All further statutory references are to the Civil Code unless otherwise specified.
Respondents prevailed at a three-day court trial. The trial court found the easement valid and enforceable, rejecting the argument that Mack's common ownership of the two lots between 2000 and 2011 had extinguished the easement through the doctrine of merger of title (merger doctrine). It denied Mack's mid-trial motion to amend his answer to plead the affirmative defense of adverse possession. The resulting judgment permanently enjoined him from "obstructing, interfering with, or impeding" respondents' use of the easement and ordered him to remove existing encroachments. Mack appealed.

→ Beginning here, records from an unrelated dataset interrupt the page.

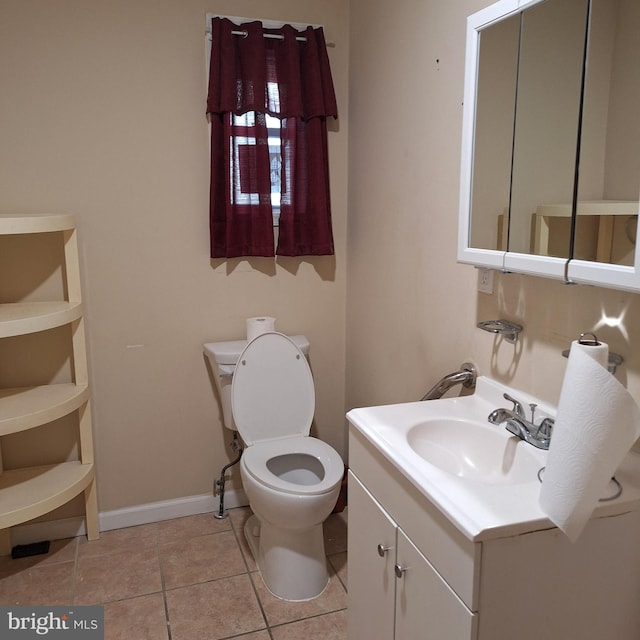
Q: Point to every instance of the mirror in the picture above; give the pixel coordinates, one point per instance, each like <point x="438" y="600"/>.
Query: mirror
<point x="550" y="166"/>
<point x="609" y="170"/>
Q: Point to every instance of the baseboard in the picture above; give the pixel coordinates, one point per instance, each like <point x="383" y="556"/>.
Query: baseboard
<point x="127" y="517"/>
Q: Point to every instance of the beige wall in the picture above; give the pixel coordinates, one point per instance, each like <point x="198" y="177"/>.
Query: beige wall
<point x="102" y="115"/>
<point x="412" y="309"/>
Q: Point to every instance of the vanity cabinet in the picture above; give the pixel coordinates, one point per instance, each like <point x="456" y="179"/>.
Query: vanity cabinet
<point x="394" y="590"/>
<point x="30" y="491"/>
<point x="530" y="585"/>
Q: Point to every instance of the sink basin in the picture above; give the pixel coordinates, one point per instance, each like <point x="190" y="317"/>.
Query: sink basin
<point x="474" y="451"/>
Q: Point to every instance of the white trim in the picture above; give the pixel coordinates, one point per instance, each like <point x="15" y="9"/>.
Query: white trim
<point x="128" y="517"/>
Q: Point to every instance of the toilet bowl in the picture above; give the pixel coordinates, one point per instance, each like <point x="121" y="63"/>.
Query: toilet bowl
<point x="292" y="480"/>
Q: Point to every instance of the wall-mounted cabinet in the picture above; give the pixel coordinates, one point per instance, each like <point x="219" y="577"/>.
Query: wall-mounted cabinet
<point x="27" y="492"/>
<point x="550" y="173"/>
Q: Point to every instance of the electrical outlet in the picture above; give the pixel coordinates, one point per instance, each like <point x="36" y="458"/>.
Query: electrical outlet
<point x="485" y="280"/>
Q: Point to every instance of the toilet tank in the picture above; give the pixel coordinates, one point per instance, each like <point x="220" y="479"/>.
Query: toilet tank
<point x="223" y="357"/>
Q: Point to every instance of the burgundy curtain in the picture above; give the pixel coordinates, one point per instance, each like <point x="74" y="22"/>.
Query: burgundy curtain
<point x="290" y="80"/>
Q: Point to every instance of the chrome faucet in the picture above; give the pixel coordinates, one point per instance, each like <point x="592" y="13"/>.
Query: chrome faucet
<point x="537" y="435"/>
<point x="466" y="377"/>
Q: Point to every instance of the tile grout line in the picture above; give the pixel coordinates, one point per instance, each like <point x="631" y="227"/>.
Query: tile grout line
<point x="248" y="573"/>
<point x="164" y="590"/>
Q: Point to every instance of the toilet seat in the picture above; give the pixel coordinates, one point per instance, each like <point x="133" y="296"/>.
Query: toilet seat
<point x="256" y="461"/>
<point x="272" y="391"/>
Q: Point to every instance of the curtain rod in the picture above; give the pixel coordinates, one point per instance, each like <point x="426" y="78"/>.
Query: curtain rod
<point x="277" y="36"/>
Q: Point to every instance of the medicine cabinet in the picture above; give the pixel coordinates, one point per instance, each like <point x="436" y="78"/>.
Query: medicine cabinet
<point x="550" y="172"/>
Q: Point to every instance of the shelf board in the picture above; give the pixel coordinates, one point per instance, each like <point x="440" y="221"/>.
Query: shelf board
<point x="31" y="492"/>
<point x="21" y="318"/>
<point x="15" y="224"/>
<point x="28" y="407"/>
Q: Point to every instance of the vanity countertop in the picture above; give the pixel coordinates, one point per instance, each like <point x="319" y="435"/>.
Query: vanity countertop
<point x="480" y="510"/>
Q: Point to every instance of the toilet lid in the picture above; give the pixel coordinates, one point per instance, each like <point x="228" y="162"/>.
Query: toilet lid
<point x="272" y="393"/>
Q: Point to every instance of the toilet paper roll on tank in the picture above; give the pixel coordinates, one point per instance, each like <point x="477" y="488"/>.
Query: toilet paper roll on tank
<point x="596" y="425"/>
<point x="259" y="325"/>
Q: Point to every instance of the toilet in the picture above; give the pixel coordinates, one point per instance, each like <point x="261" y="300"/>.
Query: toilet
<point x="292" y="480"/>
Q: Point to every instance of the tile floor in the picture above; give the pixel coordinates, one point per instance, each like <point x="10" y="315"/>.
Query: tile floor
<point x="190" y="578"/>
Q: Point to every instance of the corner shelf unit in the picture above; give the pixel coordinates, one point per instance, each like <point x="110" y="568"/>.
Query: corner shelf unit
<point x="27" y="493"/>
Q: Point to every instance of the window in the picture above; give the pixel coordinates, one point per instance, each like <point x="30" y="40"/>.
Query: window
<point x="270" y="94"/>
<point x="242" y="157"/>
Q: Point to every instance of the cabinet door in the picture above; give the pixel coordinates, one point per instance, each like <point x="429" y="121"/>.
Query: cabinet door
<point x="371" y="558"/>
<point x="426" y="607"/>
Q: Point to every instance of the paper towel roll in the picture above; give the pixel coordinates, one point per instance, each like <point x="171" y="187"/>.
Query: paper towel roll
<point x="258" y="326"/>
<point x="596" y="424"/>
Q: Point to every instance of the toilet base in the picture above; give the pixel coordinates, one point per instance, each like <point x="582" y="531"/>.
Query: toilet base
<point x="292" y="563"/>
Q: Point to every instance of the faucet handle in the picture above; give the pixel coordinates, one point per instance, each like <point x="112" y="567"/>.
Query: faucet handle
<point x="517" y="406"/>
<point x="546" y="428"/>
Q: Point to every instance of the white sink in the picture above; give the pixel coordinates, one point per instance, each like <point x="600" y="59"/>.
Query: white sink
<point x="475" y="451"/>
<point x="484" y="479"/>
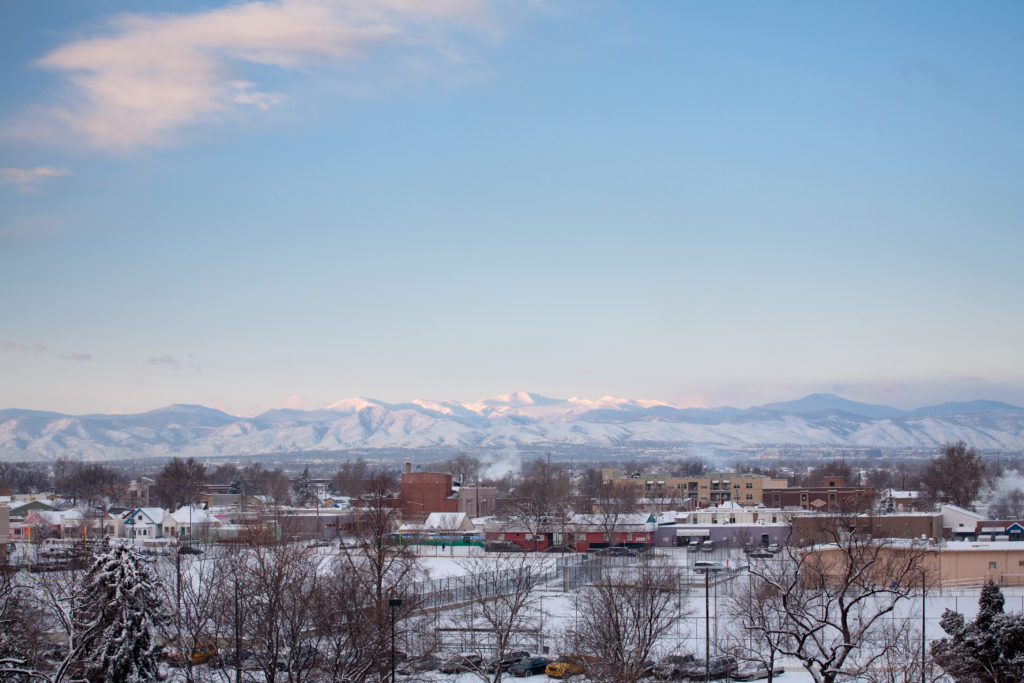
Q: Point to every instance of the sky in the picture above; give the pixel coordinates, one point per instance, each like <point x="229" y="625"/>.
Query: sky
<point x="257" y="205"/>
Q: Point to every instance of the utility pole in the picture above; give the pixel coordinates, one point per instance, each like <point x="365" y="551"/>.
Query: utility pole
<point x="924" y="640"/>
<point x="238" y="636"/>
<point x="707" y="626"/>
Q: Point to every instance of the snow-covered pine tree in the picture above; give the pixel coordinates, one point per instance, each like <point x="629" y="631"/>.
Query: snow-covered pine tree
<point x="990" y="649"/>
<point x="117" y="619"/>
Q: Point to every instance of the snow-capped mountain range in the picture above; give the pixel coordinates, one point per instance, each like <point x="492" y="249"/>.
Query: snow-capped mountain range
<point x="511" y="420"/>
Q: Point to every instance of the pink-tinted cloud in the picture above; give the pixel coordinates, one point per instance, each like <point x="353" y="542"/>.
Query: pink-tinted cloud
<point x="295" y="401"/>
<point x="151" y="75"/>
<point x="28" y="179"/>
<point x="14" y="347"/>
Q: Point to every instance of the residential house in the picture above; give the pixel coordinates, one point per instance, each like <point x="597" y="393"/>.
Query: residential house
<point x="960" y="522"/>
<point x="598" y="530"/>
<point x="145" y="523"/>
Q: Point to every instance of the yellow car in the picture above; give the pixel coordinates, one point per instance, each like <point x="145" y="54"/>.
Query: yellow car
<point x="201" y="654"/>
<point x="565" y="666"/>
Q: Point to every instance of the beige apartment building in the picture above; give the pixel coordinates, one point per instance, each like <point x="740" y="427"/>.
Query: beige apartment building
<point x="713" y="488"/>
<point x="945" y="565"/>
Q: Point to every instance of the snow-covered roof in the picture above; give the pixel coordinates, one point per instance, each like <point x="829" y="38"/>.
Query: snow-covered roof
<point x="156" y="515"/>
<point x="724" y="506"/>
<point x="446" y="521"/>
<point x="54" y="516"/>
<point x="963" y="511"/>
<point x="193" y="515"/>
<point x="631" y="519"/>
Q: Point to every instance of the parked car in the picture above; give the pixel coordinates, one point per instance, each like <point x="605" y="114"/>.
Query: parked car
<point x="565" y="666"/>
<point x="506" y="662"/>
<point x="502" y="547"/>
<point x="708" y="565"/>
<point x="202" y="653"/>
<point x="672" y="667"/>
<point x="720" y="668"/>
<point x="756" y="671"/>
<point x="460" y="664"/>
<point x="619" y="551"/>
<point x="230" y="662"/>
<point x="418" y="665"/>
<point x="528" y="667"/>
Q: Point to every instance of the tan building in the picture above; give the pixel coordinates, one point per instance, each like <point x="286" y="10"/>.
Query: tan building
<point x="712" y="488"/>
<point x="950" y="564"/>
<point x="4" y="531"/>
<point x="810" y="527"/>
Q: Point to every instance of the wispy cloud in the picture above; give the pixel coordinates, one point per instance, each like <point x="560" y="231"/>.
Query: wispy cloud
<point x="14" y="347"/>
<point x="151" y="75"/>
<point x="165" y="361"/>
<point x="295" y="401"/>
<point x="28" y="179"/>
<point x="172" y="363"/>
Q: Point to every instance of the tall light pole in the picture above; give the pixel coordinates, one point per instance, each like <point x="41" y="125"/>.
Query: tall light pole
<point x="924" y="649"/>
<point x="707" y="626"/>
<point x="393" y="602"/>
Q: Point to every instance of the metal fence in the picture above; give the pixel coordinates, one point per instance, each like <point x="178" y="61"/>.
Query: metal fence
<point x="451" y="591"/>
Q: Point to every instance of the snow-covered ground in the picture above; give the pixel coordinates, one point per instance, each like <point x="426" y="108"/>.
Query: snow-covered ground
<point x="687" y="634"/>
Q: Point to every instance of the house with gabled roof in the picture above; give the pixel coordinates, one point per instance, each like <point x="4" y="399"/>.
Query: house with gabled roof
<point x="145" y="523"/>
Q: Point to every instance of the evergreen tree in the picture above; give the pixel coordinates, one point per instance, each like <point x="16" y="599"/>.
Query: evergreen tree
<point x="116" y="620"/>
<point x="990" y="649"/>
<point x="304" y="489"/>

This was the first phase of a bifurcated trial. The statement of decision refers to a second phase at which the parties would decide respondents' claims for monetary relief.
DISCUSSION
Merger Doctrine
Mack contends that any easement burdening his property was extinguished when he obtained sole title to both properties in 2000. He contends the trial court erred when it declined to apply the merger doctrine under these circumstances. Mack requests de novo review, characterizing his appeal as based on undisputed facts. We disagree. The court heard conflicting evidence on Mack's merger defense. (See Hamilton Court, LLC v. East Olympic, L.P. (2013) 215 Cal.App.4th 501, 505 (Hamilton Court), citing 4 Miller &Starr, Cal. Real Estate (3d ed. 2011) § 10:41, pp. 139-140, fns. omitted. [whether merger has occurred is a question of fact requiring inquiry into the parties' intent].) We apply the substantial evidence standard to factual findings. (See Beyer v. Tahoe Sands Resorts (2005) 129 Cal.App.4th 1458, 1470 (Beyer) ["To the extent that resolution of the appeal turns on factual findings made by the trial court, we review such findings under a substantial evidence standard"].)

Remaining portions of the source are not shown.